6
votes

I am going to learn Ruby. I know it is a interpreted language. I know that compiled languages are translated to machine code eventually, but what does the ruby interpreter do? I read that the interpreter was written in C, but does each line of ruby convert to c, which again compiles to machine code? I also heard of JIT, but if that adds much of complexity to the answer you don't need to answer that. What I am looking for is what happens to my Ruby code.

1

1 Answers

8
votes

It converts the Ruby code into some form of simpler, "intermediate" representation (in recent versions, it compiles to bytecode). It also builds, in your computer's memory, a virtual machine that simulates a physical machine executing that representation.

This machine mirrors a physical one, at least as far as reasonable and useful. It frequently has a memory for instructions, a program counter, a stack for storing intermediate values and return adresses, etc. Some more sophisticated machines also have registers. There is a fixed and relatively primitive (compared to lanugages like Ruby, not compared to actual CPU instruction sets) instruction set. Like a CPU, the virtual machine loops endlessly:

  • Read the current instruction (identified by the program counter).
  • (Decodes it, although this is usually much simpler than in real CPUs, at least than the CISC ones.)
  • Executes it (propably manipulating stack and/or registers in the process).
  • Updates the program counter.

With an interpreter, all of this happens through a layer of indirection. Your actual physical CPU has no idea what it's doing. The VM is software itself, each of the steps above is delegates to the CPU in several (in cases with rather high-level bytecode instructions, possibly dozens or hundreds) physical CPU cycles. And this happens every time an instruction is read.

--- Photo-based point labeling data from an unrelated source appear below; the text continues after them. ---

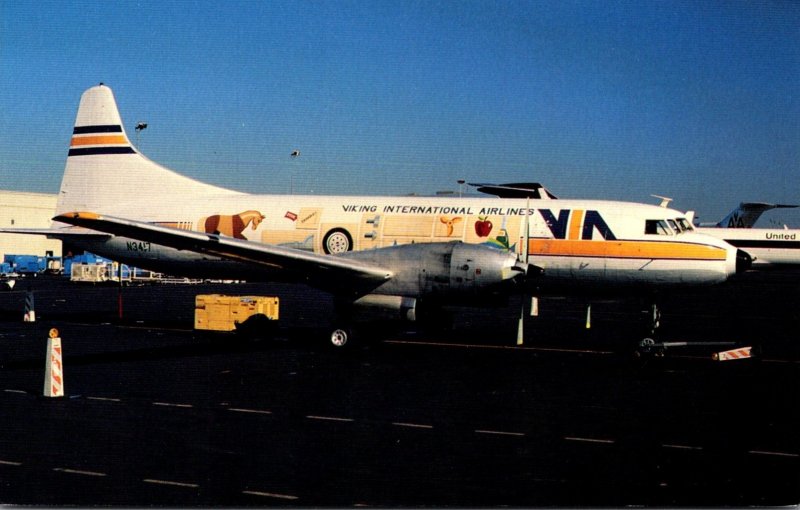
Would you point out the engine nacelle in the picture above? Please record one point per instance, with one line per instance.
(440, 270)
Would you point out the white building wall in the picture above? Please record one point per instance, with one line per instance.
(27, 210)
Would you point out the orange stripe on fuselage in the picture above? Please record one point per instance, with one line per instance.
(575, 224)
(98, 140)
(670, 250)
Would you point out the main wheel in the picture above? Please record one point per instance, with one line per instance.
(336, 241)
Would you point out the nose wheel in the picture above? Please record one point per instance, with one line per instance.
(341, 337)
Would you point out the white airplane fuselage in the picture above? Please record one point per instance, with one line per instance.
(578, 243)
(768, 246)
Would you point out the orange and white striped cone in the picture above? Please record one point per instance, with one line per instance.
(740, 353)
(30, 313)
(54, 368)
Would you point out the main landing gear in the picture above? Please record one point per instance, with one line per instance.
(648, 345)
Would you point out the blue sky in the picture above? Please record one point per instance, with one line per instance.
(698, 101)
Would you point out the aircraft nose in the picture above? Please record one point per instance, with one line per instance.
(743, 261)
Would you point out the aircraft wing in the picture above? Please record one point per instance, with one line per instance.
(63, 234)
(339, 275)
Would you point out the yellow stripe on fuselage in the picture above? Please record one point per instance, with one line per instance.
(670, 250)
(78, 141)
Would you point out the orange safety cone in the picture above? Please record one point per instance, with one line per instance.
(740, 353)
(54, 368)
(30, 313)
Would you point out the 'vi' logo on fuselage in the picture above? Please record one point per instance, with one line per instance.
(576, 224)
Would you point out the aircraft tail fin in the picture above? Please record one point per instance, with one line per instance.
(746, 215)
(103, 167)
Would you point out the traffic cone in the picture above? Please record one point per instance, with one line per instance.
(30, 313)
(54, 369)
(740, 353)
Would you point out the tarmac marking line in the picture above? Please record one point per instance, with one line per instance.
(79, 472)
(497, 347)
(776, 454)
(271, 495)
(169, 404)
(171, 483)
(328, 418)
(589, 440)
(500, 433)
(104, 399)
(252, 411)
(411, 425)
(682, 447)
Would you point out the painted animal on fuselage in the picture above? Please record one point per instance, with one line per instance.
(232, 225)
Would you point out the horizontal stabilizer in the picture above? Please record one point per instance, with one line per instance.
(514, 190)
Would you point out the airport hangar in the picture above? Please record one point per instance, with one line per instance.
(21, 209)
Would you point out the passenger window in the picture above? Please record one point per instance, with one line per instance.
(657, 227)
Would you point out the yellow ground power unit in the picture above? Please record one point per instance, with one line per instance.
(216, 312)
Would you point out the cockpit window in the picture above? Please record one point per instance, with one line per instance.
(657, 227)
(675, 227)
(685, 225)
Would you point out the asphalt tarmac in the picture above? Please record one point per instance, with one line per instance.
(159, 414)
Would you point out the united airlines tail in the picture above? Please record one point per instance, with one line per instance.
(103, 167)
(745, 216)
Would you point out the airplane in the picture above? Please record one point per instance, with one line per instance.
(411, 255)
(770, 248)
(744, 216)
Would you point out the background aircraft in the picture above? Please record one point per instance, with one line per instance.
(769, 247)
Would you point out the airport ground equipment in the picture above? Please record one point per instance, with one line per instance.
(216, 312)
(30, 264)
(54, 368)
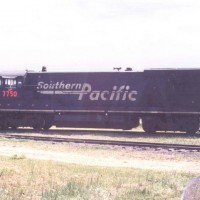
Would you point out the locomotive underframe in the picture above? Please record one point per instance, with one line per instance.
(150, 122)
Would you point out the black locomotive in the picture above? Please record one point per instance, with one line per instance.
(163, 100)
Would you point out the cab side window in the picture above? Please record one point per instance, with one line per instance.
(19, 83)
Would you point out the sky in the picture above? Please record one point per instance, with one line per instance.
(98, 35)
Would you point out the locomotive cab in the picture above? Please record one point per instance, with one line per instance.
(11, 84)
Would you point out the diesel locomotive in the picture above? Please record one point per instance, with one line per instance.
(160, 99)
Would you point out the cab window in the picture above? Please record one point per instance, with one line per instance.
(19, 83)
(10, 83)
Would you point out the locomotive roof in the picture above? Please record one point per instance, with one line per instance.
(11, 74)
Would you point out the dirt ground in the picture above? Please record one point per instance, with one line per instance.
(91, 155)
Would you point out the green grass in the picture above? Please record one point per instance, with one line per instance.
(46, 180)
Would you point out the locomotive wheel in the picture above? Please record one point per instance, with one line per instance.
(47, 126)
(149, 125)
(38, 124)
(191, 130)
(192, 126)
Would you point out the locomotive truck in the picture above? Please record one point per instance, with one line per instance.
(161, 99)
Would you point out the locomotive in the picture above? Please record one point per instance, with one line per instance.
(160, 99)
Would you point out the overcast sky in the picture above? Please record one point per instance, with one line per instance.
(97, 35)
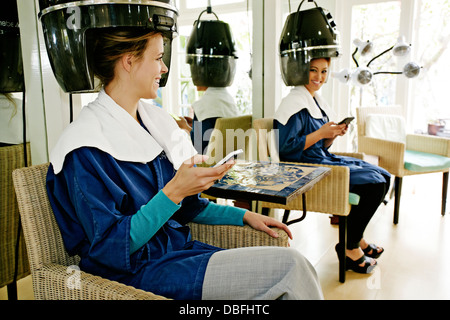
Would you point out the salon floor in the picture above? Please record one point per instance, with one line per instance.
(415, 262)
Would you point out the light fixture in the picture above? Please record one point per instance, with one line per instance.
(362, 76)
(364, 47)
(211, 53)
(401, 48)
(306, 35)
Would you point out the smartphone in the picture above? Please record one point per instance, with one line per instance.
(177, 118)
(347, 120)
(228, 157)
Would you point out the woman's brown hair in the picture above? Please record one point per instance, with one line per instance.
(110, 44)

Enter JIT compilation. The simplest form just replaces each bytecode instruction with a (somewhat optimized) copy of the code that would be executed when the interpreter encountered it. This already gives a speed win, e.g. the program counter manipulation can be left out. But there are even smarter variants.

Tracing JITs, for example, start off as regular interpreter, and additionally observe the program they execute. Should they notice the program spends a lot of time in a particular section of code (almost always, a loop or a function called from loops), it starts to record what it does during this - it generates a trace. When it reaches the point where it started recording (after one iteration of the loop), it calls it a day and compiles the trace to machine code. But since it saw how the program actually behaves at runtime, it can generate code that fits this behaviour exactly. Take for example a loop adding integers. The machine code won't contain any of the typechecks and function calls the interpreter actually perform. At least, it won't contain most of them. It will, to ensure correctness, add checks that the conditions under which the trace was recorded (e.g. the variables involved are integers) still hold. When such s check fails, it bails out and resumes interpreting until another trace is recorded. But until that happens, it could have performed a hundred iterations at speed that rivals handwritten C code.